Sedangkan pembinaan kepribadian adalah melakukan pendekatan dengan berdialog kepada para napi teroris agar mindset mereka bisa diluruskan serta memiliki pemahaman yang komperhensif serta dapat menerima pihak yang berbeda dengan mereka. Proses rehabilitasi dilakukan bekerja sama dengan berbagai pihak seperti polisi, lembaga pemasyarakatan, Kementrian Agama, Kemenkokesra, ormas, dan lain sebagainya. Diharapkan program ini akan memberikan bekal bagi mereka dalam menjalani kehidupan setelah keluar dari lembaga pemasyarakatan.

Adapun reedukasi adalah penangkalan dengan mengajarkan pencerahan kepada masyarakat tentang paham radikal, sehingga tidak terjadi pembiaran berkembangnya paham tersebut. Sedangkan bagi narapidana terorisme, reedukasi dilakukan dengan memberikan pencerahan terkait dengan doktrin-doktrin menyimpang yang mengajarkan

kekerasan sehingga mereka sadar bahwa melakukan kekerasan seperti bom bunuh diri bukanlah jihad melainkan identik dengan aksi terorisme.

Untuk memudahkan mantan narapidana dan narapidana teroris kembali dan berbaur ke tengah masyarakat, BNPT (Badan Nasional Penanggulangan Terorisme) juga mendesain program resosialisasi, dengan cara membimbing mereka dalam bersosialisasi kembali dengan masyarakat.
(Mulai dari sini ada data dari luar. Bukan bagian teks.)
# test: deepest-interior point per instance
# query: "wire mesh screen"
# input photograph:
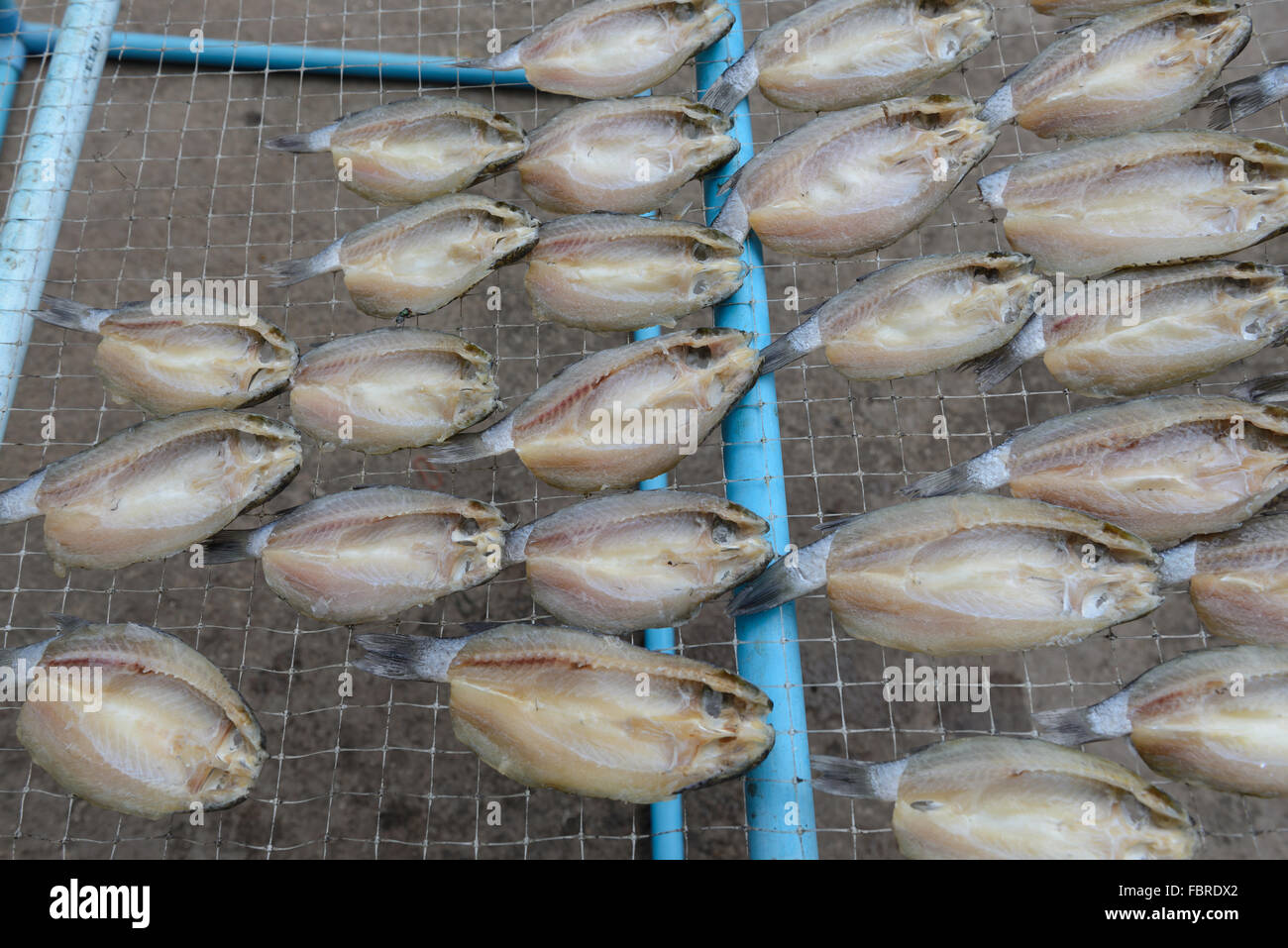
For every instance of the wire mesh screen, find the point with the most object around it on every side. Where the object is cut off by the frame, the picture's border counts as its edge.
(174, 179)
Pembinaan wawasan kebangsaan adalah memoderasi paham kekerasan dengan memberikan pemahaman nasionalisme kenegaraan, dan kebangsaan Indonesia. Kemudian pembinaan keagamaan adalah rangkaian kegiatan bimbingan keagamaan kepada mereka agar memiliki pemahaman kegamaan yang inklusif, damai dan toleran. Pembinaan kegamaan mengacu pada moderasi ideologi.
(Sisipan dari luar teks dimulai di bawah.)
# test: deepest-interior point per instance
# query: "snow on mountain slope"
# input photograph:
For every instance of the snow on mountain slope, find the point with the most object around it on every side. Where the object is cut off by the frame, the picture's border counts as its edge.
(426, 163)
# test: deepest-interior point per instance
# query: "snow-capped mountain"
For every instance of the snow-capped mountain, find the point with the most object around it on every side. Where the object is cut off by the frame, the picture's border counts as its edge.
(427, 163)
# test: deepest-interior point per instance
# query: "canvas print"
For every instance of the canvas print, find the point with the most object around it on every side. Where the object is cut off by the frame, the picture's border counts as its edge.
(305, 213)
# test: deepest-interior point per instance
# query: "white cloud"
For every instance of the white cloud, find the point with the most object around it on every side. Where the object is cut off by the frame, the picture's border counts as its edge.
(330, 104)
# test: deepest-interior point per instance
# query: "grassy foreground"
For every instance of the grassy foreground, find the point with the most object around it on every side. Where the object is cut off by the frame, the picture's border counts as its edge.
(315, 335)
Moderasi idelogi dilakukan melalui dialog dan pendekatan persuasif dengan mengembangkan metode dan pendekatan sesuai tingkat keradikalanya. Pelibatan tokoh agama, tokoh masyarakat, psikolog, konselor, pelatih bina usaha dan lainya dalam proses pembinaan ini adalah satu hal yang harus dilakukan secara terencana.
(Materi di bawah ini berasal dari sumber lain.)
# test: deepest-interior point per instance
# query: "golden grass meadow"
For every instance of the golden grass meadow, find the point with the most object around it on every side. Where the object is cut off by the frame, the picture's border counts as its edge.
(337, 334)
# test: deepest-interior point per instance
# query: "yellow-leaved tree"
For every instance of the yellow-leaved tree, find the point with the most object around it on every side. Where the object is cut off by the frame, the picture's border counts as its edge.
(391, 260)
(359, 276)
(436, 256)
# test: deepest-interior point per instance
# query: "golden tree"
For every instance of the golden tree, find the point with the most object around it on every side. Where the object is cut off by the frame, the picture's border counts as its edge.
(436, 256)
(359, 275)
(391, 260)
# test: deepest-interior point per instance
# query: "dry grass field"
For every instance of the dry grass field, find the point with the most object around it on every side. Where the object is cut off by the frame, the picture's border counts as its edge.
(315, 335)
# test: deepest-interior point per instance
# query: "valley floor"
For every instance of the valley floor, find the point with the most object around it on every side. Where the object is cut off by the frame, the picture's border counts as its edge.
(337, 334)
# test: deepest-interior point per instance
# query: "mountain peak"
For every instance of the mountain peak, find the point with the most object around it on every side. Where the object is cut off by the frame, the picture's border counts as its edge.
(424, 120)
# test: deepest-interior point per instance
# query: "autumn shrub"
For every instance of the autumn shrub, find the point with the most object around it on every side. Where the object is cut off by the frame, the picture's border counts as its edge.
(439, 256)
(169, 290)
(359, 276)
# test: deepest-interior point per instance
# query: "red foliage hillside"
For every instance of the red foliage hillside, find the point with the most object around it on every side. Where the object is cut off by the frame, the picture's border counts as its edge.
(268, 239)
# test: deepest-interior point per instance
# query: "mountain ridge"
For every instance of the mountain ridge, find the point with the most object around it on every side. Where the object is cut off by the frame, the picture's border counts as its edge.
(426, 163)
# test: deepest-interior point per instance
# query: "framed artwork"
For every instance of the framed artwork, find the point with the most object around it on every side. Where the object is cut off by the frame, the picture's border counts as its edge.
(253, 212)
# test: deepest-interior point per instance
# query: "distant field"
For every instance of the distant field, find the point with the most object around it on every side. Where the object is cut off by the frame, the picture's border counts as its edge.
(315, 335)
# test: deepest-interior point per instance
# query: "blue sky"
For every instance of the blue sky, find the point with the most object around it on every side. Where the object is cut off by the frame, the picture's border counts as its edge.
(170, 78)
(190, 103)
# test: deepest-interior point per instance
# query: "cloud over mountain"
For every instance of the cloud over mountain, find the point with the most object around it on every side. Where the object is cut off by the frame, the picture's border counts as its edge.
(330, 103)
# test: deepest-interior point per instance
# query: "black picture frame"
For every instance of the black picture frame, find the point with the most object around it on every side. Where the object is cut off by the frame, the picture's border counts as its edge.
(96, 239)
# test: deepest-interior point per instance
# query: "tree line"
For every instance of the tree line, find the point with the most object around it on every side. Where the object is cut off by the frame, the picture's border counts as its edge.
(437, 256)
Pendekatan kewirausahaan dengan memberikan pelatihan dan modal usaha agar dapat mandiri dan tidak mengembangkan paham kekerasan. Dalam pelaksanaan deradikalisasi, dunia usaha dapat menjadi mitra untuk membantu dan melatih masyarakat khususnya narapidana, mantan narapidana, dan keluarganya.